Air pressure, under denpressure,

Then how does dropping the container make the water pressureless in regards to the atmosphere to the point the water stops flowing?

It.
Does.
Not.
You.
Utter.
Pillock.

Then the atmosphere in depressure applies the same pressure to the water if the water and container are at rest or falling straight down?

Yes. As I have said. Repeatedly. Explicitly. At length.
I am begging you to not ignore it this time.

If pressure didn’t change.  Then what magically turns off denpressure to make the water stop flowing by relative pressurelessness while the container drops? 

If pressure didn’t change.  Then what magically turns off denpressure to make the water stop flowing by relatively pressurelessness while the container drops?

Nothing turns off denpressure. How many times is this going to need repeating? Water comes out of the holes in a stationary can because of the reaction force from the base of the container. When the container is falling, the base falls at the same rate as the water, so there is no reaction force, so nothing comes out the holes.

Are you going to acknowledge that I said this, this time?

Quote from: DataOverFlow2022 on January 09, 2023, 05:18:54 PM

If pressure didn’t change.  Then what magically turns off denpressure to make the water stop flowing by relatively pressurelessness while the container drops?

Nothing turns off denpressure. How many times is this going to need repeating? Water comes out of the holes in a stationary can because of the reaction force from the base of the container. When the container is falling, the base falls at the same rate as the water, so there is no reaction force, so nothing comes out the holes.

Are you going to acknowledge that I said this, this time?

In the reality of gravity.  The water and container fall at the same rate to become weightless in regards to each other which takes away the motivation for water to flow.

But in denpressure, the water and atmosphere don’t become pressureless in regards to each other while the container drops.  Then what stops the flow of water in denpressure. 

Quote from: NotSoSkeptical on January 09, 2023, 04:37:05 PM

Quote from: Slime on January 09, 2023, 04:34:22 PM

Quote from: DataOverFlow2022 on January 09, 2023, 04:30:55 PM

Quote from: Slime on January 09, 2023, 04:05:19 PM

Quote from: DataOverFlow2022 on January 09, 2023, 04:00:48 PM

This is how a falling object works in the model..

If you are going to ignore every single straight question you are asked and every single explanation you are given, I will sneak into your house and cover your bedroom floor with lego bricks.

You are completely ignoring the actual physics of what is happening in the water example and evading every single time you are confronted.

In the reality of gravity.  Because the water and container fell at the same rate, the water and container became weightless in regards to each other.  The water stop flowing.

In the denpressure model, the water to go from flowing to stopped had to become pressureless and /or deneless (for lack of better terms) in relation to the container and/or atmosphere.

What prevents the water and container falling at the same rate/being subject to the same push?

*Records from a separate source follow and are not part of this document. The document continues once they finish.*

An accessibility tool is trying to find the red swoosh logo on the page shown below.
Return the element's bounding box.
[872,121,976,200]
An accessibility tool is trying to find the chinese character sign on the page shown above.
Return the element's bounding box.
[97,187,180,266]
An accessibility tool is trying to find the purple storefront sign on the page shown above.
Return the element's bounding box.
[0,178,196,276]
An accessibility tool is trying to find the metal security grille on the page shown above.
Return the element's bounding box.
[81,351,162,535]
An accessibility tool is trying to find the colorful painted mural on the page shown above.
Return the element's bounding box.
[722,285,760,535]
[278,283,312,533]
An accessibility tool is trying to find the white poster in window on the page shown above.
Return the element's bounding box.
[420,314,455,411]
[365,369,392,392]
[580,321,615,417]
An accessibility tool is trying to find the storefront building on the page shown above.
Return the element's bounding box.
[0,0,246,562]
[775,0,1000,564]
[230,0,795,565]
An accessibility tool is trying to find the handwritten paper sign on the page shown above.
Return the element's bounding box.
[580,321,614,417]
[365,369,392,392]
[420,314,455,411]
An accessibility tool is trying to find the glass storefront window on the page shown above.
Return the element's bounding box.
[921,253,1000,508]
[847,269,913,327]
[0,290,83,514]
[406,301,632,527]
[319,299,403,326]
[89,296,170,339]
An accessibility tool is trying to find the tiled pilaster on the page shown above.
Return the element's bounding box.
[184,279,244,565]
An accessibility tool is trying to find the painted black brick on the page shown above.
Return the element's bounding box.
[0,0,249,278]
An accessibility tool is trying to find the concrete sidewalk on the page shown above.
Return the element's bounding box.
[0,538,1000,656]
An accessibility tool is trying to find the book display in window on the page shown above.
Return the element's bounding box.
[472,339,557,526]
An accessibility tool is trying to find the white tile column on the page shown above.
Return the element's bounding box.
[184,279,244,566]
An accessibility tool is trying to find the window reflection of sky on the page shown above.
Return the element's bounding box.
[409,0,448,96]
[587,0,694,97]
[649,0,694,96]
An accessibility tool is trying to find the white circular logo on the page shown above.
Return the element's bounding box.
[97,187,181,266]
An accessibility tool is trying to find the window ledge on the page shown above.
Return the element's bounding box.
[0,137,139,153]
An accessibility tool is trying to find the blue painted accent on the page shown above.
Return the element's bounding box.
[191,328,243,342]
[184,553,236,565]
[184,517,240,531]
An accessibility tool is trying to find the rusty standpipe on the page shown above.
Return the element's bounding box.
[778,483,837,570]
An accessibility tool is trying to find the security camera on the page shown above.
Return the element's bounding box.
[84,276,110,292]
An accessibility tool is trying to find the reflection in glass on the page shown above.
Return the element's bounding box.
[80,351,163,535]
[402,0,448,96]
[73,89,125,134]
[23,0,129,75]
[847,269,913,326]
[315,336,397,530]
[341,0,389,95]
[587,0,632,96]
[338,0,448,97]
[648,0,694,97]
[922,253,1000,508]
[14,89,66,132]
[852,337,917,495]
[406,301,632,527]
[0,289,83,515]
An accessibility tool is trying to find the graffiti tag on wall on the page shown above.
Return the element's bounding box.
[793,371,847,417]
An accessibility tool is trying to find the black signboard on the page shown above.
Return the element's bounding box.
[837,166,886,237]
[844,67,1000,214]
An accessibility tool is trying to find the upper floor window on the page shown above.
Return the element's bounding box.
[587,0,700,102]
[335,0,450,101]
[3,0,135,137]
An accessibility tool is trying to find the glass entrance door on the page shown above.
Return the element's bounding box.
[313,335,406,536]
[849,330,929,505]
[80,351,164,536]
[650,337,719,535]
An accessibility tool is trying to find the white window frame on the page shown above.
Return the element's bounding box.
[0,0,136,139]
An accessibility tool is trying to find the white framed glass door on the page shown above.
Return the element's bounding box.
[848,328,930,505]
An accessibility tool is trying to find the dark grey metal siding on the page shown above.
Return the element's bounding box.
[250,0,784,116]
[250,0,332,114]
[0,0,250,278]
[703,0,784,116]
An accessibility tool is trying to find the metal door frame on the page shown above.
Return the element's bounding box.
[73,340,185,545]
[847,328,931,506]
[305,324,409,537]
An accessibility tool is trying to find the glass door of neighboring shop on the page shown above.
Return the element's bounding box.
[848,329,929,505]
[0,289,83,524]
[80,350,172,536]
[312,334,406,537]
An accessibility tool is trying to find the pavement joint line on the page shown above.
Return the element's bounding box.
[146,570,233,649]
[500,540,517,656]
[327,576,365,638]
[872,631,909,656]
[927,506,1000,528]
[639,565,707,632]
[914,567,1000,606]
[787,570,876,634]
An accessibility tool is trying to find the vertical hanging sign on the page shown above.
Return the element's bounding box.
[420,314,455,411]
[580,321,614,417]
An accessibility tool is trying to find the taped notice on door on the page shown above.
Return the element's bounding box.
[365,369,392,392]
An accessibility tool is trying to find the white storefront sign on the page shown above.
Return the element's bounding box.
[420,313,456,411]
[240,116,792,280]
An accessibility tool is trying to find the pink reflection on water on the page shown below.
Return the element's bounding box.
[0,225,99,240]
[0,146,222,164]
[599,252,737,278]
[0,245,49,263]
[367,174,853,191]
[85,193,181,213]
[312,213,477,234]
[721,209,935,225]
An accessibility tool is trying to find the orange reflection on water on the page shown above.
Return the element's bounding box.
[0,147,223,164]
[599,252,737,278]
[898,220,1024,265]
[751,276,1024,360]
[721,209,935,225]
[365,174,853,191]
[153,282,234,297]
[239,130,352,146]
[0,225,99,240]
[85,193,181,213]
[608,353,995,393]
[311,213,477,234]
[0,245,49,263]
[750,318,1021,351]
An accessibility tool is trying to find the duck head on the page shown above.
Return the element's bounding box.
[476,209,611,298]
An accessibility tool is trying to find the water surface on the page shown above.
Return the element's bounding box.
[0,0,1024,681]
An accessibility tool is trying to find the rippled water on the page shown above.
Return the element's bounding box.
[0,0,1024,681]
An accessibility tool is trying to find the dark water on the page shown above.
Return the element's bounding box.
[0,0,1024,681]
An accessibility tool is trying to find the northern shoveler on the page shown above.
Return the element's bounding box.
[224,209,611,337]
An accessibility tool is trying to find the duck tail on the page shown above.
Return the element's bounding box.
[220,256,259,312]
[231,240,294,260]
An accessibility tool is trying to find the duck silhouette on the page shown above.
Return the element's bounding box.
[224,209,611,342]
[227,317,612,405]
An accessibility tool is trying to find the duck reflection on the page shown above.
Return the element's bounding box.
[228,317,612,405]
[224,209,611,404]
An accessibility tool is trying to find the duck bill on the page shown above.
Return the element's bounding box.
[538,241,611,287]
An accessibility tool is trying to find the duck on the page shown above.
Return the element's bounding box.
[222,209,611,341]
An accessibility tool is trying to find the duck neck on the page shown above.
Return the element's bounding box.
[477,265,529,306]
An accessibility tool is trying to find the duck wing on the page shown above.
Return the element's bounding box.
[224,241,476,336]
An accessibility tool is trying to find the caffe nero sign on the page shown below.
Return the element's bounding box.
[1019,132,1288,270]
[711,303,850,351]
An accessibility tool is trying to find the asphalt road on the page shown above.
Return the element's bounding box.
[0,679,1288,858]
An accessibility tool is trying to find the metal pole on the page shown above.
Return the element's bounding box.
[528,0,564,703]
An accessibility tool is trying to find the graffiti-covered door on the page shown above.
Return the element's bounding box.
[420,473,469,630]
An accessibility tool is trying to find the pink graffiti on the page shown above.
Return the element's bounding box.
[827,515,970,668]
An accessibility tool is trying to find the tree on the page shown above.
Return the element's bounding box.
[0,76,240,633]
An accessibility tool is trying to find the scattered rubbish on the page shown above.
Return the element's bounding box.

It does not need to become pressureless, a fact you have had explained to you several times over. The water and container need to fall at the same rate. Or, rather, the container has to fall with the same acceleration that the water presses down with - which, y'know, is trivial when the acceleration has the same cause.

What's pushing it?

Air pressure, under denpressure, but this generally applies to other FE models too.
The point is that this is a bad argument because it functions if you accept any downwards force. It's all a lot of unnecessary fluff when the only meaningful objection comes down to why water stays on the bottom of a sealed can period. All the holes and dropping are irrelevant. If you concede, for the discussion, that a downwards force can exist under FET within a can, then this experiment trivially makes sense. If you don't concede that said downwards force could exist, then all of this is a waste of time.

Air Pressure has a gradient.  Buoyancy would push it up not down.